When moving data from traditional on-premises systems to public clouds, what to do with the data is the primary focus. Many enterprises simply replicate their current data technology, governance, and security in their cloud provider, not really thinking about improving how data is stored and used, just re-platforming it.
There are many old and new approaches to storing and using data. From the older to the newer we have data warehouses, data lakes, data lakehouses, and data mesh, as well as hybrid approaches that leverage some or all approaches. These are good concepts to understand but have perhaps confused those who are just looking for pragmatic ways to move their existing data to the cloud.
Moreover, each of these approaches comes with a unique technology stack, such as data warehouse databases, object storage, master data management, and data virtualization. All are handy tools to solve most of your transactional data and analytical data needs and should be understood as well.
What are the more pragmatic approaches to dealing with data moving to the cloud? Here are three to start with.
First, fix your data as it moves to the cloud. Just as we purge our junk before a move, data within most enterprises needs updating, if not a complete overhaul. The problem is that most enterprises blow the budget on the migration and have little or no funds left for changes and upgrades to the data design and technology. This could mean redesigning the schemas, adding metadata management and data governance, or using new database technology models (SQL to NoSQL).

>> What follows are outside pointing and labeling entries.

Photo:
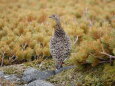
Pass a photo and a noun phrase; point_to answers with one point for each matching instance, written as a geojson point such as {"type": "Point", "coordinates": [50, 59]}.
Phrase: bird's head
{"type": "Point", "coordinates": [56, 18]}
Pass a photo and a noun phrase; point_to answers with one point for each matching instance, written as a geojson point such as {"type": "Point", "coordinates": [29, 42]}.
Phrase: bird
{"type": "Point", "coordinates": [60, 43]}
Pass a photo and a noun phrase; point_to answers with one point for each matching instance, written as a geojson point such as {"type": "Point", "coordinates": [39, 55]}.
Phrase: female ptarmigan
{"type": "Point", "coordinates": [59, 44]}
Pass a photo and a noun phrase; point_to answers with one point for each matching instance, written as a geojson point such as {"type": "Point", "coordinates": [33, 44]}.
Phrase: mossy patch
{"type": "Point", "coordinates": [103, 75]}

The reality is that if you don’t take the time to fix the data during the move, you’re likely to migrate the data twice. First, lifting and shifting the data to platform/database analogs on the public clouds. Then, fixing the data in the future by migrating to new schemas, databases, and database models on the public cloud.

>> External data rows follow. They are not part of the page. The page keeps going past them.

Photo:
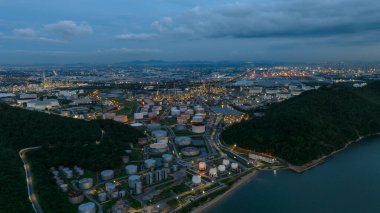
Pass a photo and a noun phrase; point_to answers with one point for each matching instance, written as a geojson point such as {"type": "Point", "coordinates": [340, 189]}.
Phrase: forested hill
{"type": "Point", "coordinates": [313, 124]}
{"type": "Point", "coordinates": [64, 141]}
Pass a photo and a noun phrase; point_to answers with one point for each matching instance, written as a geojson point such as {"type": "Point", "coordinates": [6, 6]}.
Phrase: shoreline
{"type": "Point", "coordinates": [242, 181]}
{"type": "Point", "coordinates": [316, 162]}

Second, weaponize data virtualization if needed. Data virtualization tools allow you to create a database structure that exists only in software, using several back-end physical databases. This is older technology that’s been modernized for the cloud and allows you to work around issues with the physical database designs without forcing physical changes to the back-end databases.

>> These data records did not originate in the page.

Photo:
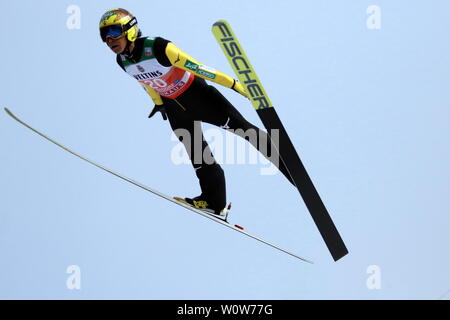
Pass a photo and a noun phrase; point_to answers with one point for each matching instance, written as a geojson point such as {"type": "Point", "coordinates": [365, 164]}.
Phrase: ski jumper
{"type": "Point", "coordinates": [176, 83]}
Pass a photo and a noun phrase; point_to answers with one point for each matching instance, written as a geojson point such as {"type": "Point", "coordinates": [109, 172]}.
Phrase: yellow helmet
{"type": "Point", "coordinates": [118, 22]}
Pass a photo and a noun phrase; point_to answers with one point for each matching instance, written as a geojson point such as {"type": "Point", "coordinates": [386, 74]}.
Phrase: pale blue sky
{"type": "Point", "coordinates": [368, 111]}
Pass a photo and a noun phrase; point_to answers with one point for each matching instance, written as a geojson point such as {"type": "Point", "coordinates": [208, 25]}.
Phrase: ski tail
{"type": "Point", "coordinates": [288, 155]}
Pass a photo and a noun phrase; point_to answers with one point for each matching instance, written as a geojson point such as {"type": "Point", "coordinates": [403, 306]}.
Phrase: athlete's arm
{"type": "Point", "coordinates": [176, 57]}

The value is how the layer of abstraction provides a view of the data that is better aligned to how applications and users want to see and consume it. Also, you’re not forced to fix issues with physical databases. If you think this is kicking the database reengineering can down the road, you’re right.
Finally, create or augment your existing database road map. Most enterprises have a vision and a plan for their databases existing on the cloud, but rarely is it written down or does it specify larger agreements with the developers, ops teams, security teams, etc.
There should be a detailed road map of database technology in and out of the cloud. It should include maturation of the databases, migration to new technology, and planning for data security and governance—anything that should occur in the next five years to improve the way data is stored and consumed—both by transactional and analytical systems.
This is where the approaches listed above are helpful; certainly data mesh and others should be considered. Look at the best practices and the emerging architectural patterns. However, don’t get lost in the technology. This is a fit-for-purpose exercise.
Data is the most important asset a company owns, but it’s not often treated like a first-class citizen of enterprise IT. It’s about time that changes.